这是多么可怕的耐心和毅力!除了花妖,真的有生灵可以抵抗这世界的规则吗?连八洞天在这道规则面前都无能为力,只能是充当信使,根本不可能压制得住这种血腥的东西。
可情况危急,容不得金波旬赞叹。她用自己的力量保护了山最后一丝清明,想要以自己为器,为这山妖保存下来这宝贵的神智。谁曾想撞上了另一只小花妖。那朵小花散发的安详气息,是金波旬生平仅见。山几乎是瞬间就恢复了清醒,但还是油尽灯枯。
鸩跪在地上求山原谅,可山却一眼也不看这恶名赫赫的妖怪。
她不在乎这妖怪伟不伟大,爱跪不跪,她所见的就只有怀中的山。山连吐血的时候都是紧绷着嘴唇,强自镇静着,不让自己情绪上再出现什么变化。
恍惚里,她听见金波旬发誓会去拜见阎王,替山求来轮回。什么是轮回?他不是很清楚,可她是眼睁睁看着山歪了头,在自己的怀中失去了最后的气息。
你知道山泉吗?你知道山泉里混了初春未解冻的冰碴子,喝起来是什么味道吗?会剌得嗓子流血,整个嘴里都是甜的,疼得只想蜷成一团在地上打滚。她望着眼前幸福的男子,喃喃自语。
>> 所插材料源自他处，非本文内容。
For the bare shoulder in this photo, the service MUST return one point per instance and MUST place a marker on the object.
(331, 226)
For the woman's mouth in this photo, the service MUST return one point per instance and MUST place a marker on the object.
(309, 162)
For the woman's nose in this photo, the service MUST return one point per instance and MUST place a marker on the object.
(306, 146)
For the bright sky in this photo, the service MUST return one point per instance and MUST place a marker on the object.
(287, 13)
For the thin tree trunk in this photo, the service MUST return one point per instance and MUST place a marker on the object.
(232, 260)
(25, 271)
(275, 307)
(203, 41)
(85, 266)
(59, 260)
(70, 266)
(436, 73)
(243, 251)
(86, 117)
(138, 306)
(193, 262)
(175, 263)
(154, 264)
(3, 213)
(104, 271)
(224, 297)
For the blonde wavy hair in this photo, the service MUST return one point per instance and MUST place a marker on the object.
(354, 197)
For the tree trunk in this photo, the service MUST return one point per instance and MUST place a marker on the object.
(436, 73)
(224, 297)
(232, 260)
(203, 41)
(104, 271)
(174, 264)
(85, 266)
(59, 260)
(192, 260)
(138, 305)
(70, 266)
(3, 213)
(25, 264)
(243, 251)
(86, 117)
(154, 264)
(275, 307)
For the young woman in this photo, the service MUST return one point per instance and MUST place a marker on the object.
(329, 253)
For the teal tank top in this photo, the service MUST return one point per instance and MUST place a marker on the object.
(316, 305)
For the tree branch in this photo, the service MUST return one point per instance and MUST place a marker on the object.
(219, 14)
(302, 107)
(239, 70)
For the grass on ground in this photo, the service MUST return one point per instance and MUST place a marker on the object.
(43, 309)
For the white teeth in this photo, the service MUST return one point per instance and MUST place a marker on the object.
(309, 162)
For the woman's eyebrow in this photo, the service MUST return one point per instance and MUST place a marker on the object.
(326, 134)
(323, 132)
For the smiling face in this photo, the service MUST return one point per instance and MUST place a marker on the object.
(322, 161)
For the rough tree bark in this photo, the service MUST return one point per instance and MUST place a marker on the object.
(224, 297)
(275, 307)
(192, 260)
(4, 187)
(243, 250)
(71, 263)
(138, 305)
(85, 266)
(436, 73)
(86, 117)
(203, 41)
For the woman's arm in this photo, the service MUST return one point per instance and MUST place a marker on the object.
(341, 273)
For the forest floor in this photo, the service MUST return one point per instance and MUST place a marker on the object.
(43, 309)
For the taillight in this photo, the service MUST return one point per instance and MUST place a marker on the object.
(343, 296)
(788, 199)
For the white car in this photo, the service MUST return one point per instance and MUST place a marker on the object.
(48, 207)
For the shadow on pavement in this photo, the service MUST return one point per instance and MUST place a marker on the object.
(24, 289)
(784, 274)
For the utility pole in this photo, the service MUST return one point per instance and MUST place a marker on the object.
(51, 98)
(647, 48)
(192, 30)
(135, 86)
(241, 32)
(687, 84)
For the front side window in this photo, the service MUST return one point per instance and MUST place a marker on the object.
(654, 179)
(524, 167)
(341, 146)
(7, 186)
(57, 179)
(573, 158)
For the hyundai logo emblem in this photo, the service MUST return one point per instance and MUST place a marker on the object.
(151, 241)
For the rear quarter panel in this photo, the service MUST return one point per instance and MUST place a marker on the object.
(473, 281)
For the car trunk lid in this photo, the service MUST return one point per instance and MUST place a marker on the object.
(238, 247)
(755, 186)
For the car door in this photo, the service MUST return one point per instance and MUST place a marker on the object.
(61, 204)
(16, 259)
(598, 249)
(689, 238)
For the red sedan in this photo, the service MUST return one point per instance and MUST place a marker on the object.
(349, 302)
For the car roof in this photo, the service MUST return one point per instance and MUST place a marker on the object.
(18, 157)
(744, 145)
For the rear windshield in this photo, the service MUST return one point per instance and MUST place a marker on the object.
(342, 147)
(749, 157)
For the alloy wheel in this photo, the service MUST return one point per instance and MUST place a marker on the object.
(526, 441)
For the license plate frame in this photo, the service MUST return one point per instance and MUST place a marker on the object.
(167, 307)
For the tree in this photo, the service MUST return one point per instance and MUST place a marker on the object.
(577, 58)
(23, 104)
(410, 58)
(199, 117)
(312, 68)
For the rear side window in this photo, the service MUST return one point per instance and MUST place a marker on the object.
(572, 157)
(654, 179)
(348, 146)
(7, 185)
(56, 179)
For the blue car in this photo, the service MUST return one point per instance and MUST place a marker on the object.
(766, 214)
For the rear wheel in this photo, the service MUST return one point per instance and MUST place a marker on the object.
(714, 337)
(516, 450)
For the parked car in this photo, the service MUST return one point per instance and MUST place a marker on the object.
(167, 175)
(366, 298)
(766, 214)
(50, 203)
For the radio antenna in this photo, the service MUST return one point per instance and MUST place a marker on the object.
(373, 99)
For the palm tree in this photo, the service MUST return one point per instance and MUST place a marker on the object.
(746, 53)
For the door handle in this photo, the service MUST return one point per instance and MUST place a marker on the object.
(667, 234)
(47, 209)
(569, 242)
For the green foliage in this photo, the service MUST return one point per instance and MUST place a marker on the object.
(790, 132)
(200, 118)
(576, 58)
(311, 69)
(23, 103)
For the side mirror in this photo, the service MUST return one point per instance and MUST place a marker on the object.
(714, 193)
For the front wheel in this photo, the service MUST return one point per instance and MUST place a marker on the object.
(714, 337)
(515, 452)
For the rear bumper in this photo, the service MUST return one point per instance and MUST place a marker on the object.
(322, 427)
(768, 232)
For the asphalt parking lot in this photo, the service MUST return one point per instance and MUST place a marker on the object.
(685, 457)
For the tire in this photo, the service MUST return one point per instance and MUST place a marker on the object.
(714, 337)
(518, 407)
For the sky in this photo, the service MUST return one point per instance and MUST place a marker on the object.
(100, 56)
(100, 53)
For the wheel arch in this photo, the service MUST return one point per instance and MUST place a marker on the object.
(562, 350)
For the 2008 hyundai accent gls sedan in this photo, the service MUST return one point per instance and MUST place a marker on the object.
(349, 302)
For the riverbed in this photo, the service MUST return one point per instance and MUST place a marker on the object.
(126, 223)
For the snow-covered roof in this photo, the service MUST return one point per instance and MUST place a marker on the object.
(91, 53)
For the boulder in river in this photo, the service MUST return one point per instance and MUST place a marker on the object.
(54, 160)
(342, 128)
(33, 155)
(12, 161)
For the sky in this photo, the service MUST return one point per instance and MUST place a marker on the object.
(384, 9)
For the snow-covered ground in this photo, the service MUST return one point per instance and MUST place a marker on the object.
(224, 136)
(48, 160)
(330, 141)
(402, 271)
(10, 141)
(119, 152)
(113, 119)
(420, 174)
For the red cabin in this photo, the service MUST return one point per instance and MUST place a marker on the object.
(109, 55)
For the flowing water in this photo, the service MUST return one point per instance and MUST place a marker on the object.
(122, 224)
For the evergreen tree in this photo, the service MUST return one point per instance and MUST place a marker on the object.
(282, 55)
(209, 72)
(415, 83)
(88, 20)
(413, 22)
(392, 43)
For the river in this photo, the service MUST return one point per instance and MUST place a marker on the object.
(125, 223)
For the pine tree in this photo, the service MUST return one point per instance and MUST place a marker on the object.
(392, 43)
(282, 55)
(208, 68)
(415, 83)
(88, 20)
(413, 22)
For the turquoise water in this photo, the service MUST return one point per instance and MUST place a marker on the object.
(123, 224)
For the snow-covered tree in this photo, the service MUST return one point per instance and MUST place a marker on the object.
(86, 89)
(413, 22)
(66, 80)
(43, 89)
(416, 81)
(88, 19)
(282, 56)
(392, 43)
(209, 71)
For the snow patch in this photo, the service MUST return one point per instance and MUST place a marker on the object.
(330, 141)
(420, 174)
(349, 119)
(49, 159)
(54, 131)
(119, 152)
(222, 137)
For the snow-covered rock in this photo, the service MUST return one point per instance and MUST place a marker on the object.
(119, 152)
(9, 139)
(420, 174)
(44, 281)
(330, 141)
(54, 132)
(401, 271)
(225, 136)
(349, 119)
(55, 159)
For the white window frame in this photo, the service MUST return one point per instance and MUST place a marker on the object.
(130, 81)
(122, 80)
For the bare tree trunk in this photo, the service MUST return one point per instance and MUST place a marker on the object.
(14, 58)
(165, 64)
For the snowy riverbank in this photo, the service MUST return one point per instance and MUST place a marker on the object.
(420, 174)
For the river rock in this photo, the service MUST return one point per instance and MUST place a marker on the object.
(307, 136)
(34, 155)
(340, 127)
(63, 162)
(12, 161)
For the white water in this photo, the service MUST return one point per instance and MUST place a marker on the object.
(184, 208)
她轻轻地哭泣,直到嗓子哑得再也发不出声音。自山死后,这里便开始出现了生机,有了一切一座山本来该有的样子。她痴等着鸩,想要得到一点属于自己的奇迹。她等啊等啊,等到某一天,自己都出了窍,肉体都已经腐烂,变成了孤魂野鬼。
鸩遍寻大山,找她不得,只好用笨方法,每到一山便将话语传遍山中的各个角落:“山妖已进入轮回,他留恋最深的地方就是他转生的地方。无论多少次轮回,都是如此。我会保护你们当年的地界,以万妖之母沙棘的名义。“
鸩自己凝出边界,将山的尸体围了起来,化作一块独立于世界之外的所在。这个地界很是奇特,毗邻着幽冥地府,无辜的孤魂野鬼都可以进入到这里,选择轮回。
可她不愿意去,只愿意在这里流连。无论她去哪里,山就会转世到哪里。只是男人看不见她,照常地长大,寻到平凡的爱人,可以平凡地笑。
她在这条长街上走了很多年,以后还会继续走下去。直到那个妖怪的执念对她留恋变得平淡,成为真正的轮回。
男人经常会梦到自己变作了一座山,山上有一朵安安静静的小花,开的时候吸收了自己全部的生气,他想,好美。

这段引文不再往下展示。